Scheme%20KAB14-1.png

Hazard and Risk Assessment
Hazard and Risk Assessment KAB14-1


Previous Related Experiments
TfOH catalysed PS* reaction to give PZQ (KAB3-12 to KAB3-16)

Following Experiments

Procedure
KAB5-2 (780 mg, 1.928 mmol) was dissolved in toluene (70 mL) before the addition of TfOH (3 drops, ~29 mg, 10 mol%). The pale yellow solution instantly turned a darker yellow following addition of the TfOH. The reaction mixture was left to stir at rt from 11:05.
Reaction mixture (<10 min)
Reaction mixture (4.5 hr)

Monitoring the Reaction Progress by TLC
Eluent: EtOAc/hexane, 1:1, v/v.
Stain: KMnO4
TLC of reaction mixture (1.5 hr)
TLC of reaction mixture (3 hr)

At 15:30 (+4.5 hours) the reaction mixture was concentrated under reduced pressure. The yellow solution was loaded onto a silica gel column, which was then flushed with neat hexane to remove the residual toluene. The column was eluted with 20-100% EtOAc in hexane.
Loaded column

115 Fractions were collected and checked by TLC and stained with KMnO4. The following fractions were combined then concentrated under reduced pressure: 24-27, 28-34, 69-86, 95-105, 106-115.

TLC of the collected fractions (EtOAc/hexane, 1:1, v/v)
Fractions 24-31
Fractions 68-80
Fractions 94-103
Fractions 103-109
Fractions 106-114

Rf values of isolated spots: ~0.42, 0.42, 0.23, 0.13, 0.06.

KAB14-1a (Combined fractions 24-27)
Rf ~0.42 (EtOAc/hexane, 1:1, v/v)
Yield: 28.1 mg
TLC of the product shows some decomposition/further reaction. Major co-spotting is above 0.42, but there is also a baseline spot.

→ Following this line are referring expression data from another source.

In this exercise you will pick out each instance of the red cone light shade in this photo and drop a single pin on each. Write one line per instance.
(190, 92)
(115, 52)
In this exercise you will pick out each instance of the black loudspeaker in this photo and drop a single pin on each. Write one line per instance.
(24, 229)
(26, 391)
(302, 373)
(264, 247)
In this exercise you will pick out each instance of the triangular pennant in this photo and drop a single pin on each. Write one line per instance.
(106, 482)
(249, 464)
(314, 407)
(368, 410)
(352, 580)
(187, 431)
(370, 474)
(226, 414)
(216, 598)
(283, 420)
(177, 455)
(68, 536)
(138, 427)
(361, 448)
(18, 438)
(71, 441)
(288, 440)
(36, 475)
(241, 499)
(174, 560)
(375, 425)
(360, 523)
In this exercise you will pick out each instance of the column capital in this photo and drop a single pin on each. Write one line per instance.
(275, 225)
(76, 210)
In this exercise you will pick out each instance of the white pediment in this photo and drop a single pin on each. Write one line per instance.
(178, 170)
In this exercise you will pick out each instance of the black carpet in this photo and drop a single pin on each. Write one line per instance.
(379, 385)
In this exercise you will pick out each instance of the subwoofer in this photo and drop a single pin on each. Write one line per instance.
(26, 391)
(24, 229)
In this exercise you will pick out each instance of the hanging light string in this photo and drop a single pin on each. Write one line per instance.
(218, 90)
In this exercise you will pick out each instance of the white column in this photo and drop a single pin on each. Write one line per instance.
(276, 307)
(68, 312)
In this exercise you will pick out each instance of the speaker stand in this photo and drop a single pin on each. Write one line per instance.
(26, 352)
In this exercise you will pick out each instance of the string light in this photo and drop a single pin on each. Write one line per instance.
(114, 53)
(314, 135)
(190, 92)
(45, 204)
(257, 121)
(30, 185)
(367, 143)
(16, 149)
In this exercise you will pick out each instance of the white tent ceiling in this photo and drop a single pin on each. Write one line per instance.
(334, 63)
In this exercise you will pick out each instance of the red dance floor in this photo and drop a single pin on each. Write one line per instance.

KAB14-1b (Combined fractions 28-34)
Rf 0.42 (EtOAc/hexane, 1:1, v/v)
Yield: 14.1 mg

KAB14-1c (Combined fractions 69-86)
Rf 0.23 (EtOAc/hexane, 1:1, v/v)
Yield: 213 mg
H-NMR KAB14-1c
Raw H-NMR KAB14-1c

The NMR suggested more than one product was present. Re-TLC of the product in CDCl3 showed multiple spots. Possibly due to continuation of the reaction when the combined fractions were concentrated under reduced pressure at 40 °C.
TLC of KAB14-1c


KAB14-1d (Combined fractions 95-105)
Rf 0.13 (EtOAc/hexane, 1:1, v/v)
Yield: 163 mg
KAB14-1d was concentrated to a yellow oil, which after standing at rt for 2 hours, began to show signs of crystallisation. The product was put in the freezer overnight (09/02/12-10/02/12) to promote crystallisation.
TLC of the oil/crystal showed no co-spotting.
KAB14-1d
TLC of KAB14-1d
Raw H-NMR KAB14-1d
H-NMR KAB14-1d


KAB14-1e (Combined fractions 106-115)
Rf 0.13 and 0.06 (EtOAc/hexane, 1:1, v/v)
Yield: 215 mg

22/01/12
In an attempt to purify the isolated product KAB14-1d, the solid was recrystallised from EtOAc/hexane to give small white crystals. The crystals were washed with hexane, then filtered. The 1H-NMR of the crystals was recorded. Spectra identical to that previously recorded.
Mass spec --> m/z 708

02/03/12
The intermediate as white crystals appears to be stable.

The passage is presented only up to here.